Of course, the direction of the West’s response is largely led by the whims of the incoming US president. On Thursday, Donald Trump announced Keith Kellogg, an 80-year-old retired US army lieutenant general, as his special envoy for Ukraine and Russia, as he embarks on making good a promise to end the war.
“Together, we will secure PEACE THROUGH STRENGTH, and Make America, and the World, SAFE AGAIN!” Trump wrote on Truth Social. Bringing peace to the region was a key campaign pledge, though quite how he plans to achieve that, besides “through strength”, remains a closely guarded secret.

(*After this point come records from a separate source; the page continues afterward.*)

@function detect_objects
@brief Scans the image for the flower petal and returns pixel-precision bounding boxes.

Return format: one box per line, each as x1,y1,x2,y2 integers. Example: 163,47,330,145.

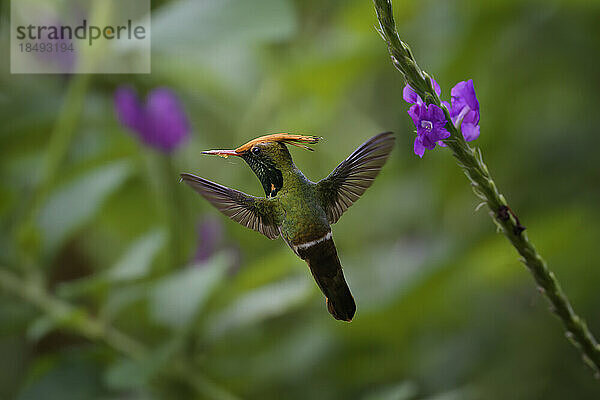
429,104,446,125
431,78,442,96
413,136,425,158
408,104,423,128
402,84,422,104
450,79,479,114
460,122,479,142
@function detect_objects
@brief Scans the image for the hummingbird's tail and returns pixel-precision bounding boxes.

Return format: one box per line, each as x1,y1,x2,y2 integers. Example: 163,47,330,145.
295,232,356,322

‘We shouldn’t shy away from using force if necessary’
“Maybe that’s exactly the thing,” says Lubi. “We all want peace, but we shouldn’t shy away from using force if necessary. I don’t have a good answer to what that looks like, but we have our legal mechanisms as well, we have our sanctions, and we have to be visible: if Russian warships are there, ours are there as well. It has to be balanced, but we cannot let our adversary gain the crown while we take too long to react.”
Lubi is another who stresses the importance of international alliance. “We need to take things seriously, and with unity – how we can jointly do it, between the UK and EU and Nato. We are all in this, jointly, because this isn’t against an individual country, it’s [against] all of us – the West.”
The alternative to peace, and the consequences of not responding quickly enough to Russia’s aggression, may yet be unchecked escalation to the point of a full attack. Walton is cautious to second guess Putin, as “we don’t know, and maybe Putin doesn’t know, what his overall strategy is.” Still, he can identify “chilling echoes of 1914, [that] we’re kind of sleep-walking into a global conflict here. Preparing for ‘the big one’ is a classic time when sabotage would be used.”
Giles is in less doubt. “If you disregard some of the more random ones, then the core of this, the reconnaissance and the preparations for attacks on logistics and communications across Europe, and on emergency preparedness… if there’s a theme that brings this together it’s one we identified as far back as 2019: Russia looking at ways it can prepare for an overt assault on Europe and preventing its disaster response,” he says. “We’ve been ticking off the list ever since.”
Little by little, day by day, Russia is testing the West’s patience. The question now is whether we’re going to do anything about it.